VIERNES 12
Verde / Rojo De Feria, Misa votiva de la Preciosísima Sangre de nuestro Señor Jesucristo MR, p. 1176 (1166) / Lecc. II, p. 550
Otros santos: Nabor y Félix de Mauritania, mártires; Juan Gualberto, religioso benedictino cluniacense y fundador; Luis Martín y Celia Guerin, padres de santa Teresita del Niño Jesús; Inés Le Thi Thanh, madre de familia y mártir.

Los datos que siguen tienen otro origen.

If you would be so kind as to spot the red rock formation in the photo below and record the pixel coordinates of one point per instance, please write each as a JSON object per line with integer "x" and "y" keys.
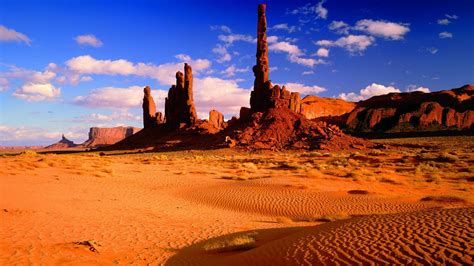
{"x": 149, "y": 108}
{"x": 216, "y": 119}
{"x": 64, "y": 143}
{"x": 314, "y": 107}
{"x": 106, "y": 136}
{"x": 264, "y": 94}
{"x": 415, "y": 111}
{"x": 179, "y": 105}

SAN JUAN GUALBERTO, del hebreo, «Dios ha hecho misericordia» (1073). Religioso benedictino cluniacense y fundador. Originario de Florencia, Italia; sus padres eran nobles con amplios recursos. Pasó su niñez y juventud en total indiferencia religiosa. El hecho que marco su vida y lo retiró de Dios fue el deseo de vengar el asesinato de su hermano mayor, Hugo. Alrededor de los 18 años, Juan Gualberto, al asistir a las ceremonias religiosas del Viernes Santo, quedó conmovido al darse cuenta del sometimiento de Cristo ante sus verdugos. Cuando se retiró del templo encontró en la calle al asesino de su hermano, quien al ver las intenciones de Juan Gualberto se arrodilló suplicándole lo perdonase; al ver la humillación del homicida algo sucedió en su interior y recordó las palabras de Cristo: «Perdónalos, Padre, porque no saben lo que hacen»; tomó de la mano al agresor y con un abrazo, lo perdonó. Acto seguido, regresó a su casa y comunicó a su padre la decisión de consagrarse a Dios. Ingresó en el monasterio benedictino de San Miniato al Monte. Posteriormente, para seguir una vida de mayor austeridad y penitencia, se trasladó a Valumbrosa (Vallombrosa), donde estableció una Congregación, la cual cumplía con exactitud la Regla de san Benito, esta obra se extendió a toda Italia, originando la Orden de Vallombrosa (Vallis umbrosa, O.S.B. Vall.), llamados Vallombrosanos u Orden de Vallombrosa. Murió en su eremitorio, con fama de santo. Uno de sus biógrafos y contemporáneo lo describe así: «Manso, benigno, grave, modesto, severo con los rebeldes y suave con los flacos, muy compasivo con los enfermos, celoso de la santa pobreza». Fue canonizado por Celestino III (1191-1198) en 1193. Pío XII (1939-1958) lo declaró Patrono de los bosques, silvicultores y guardabosques.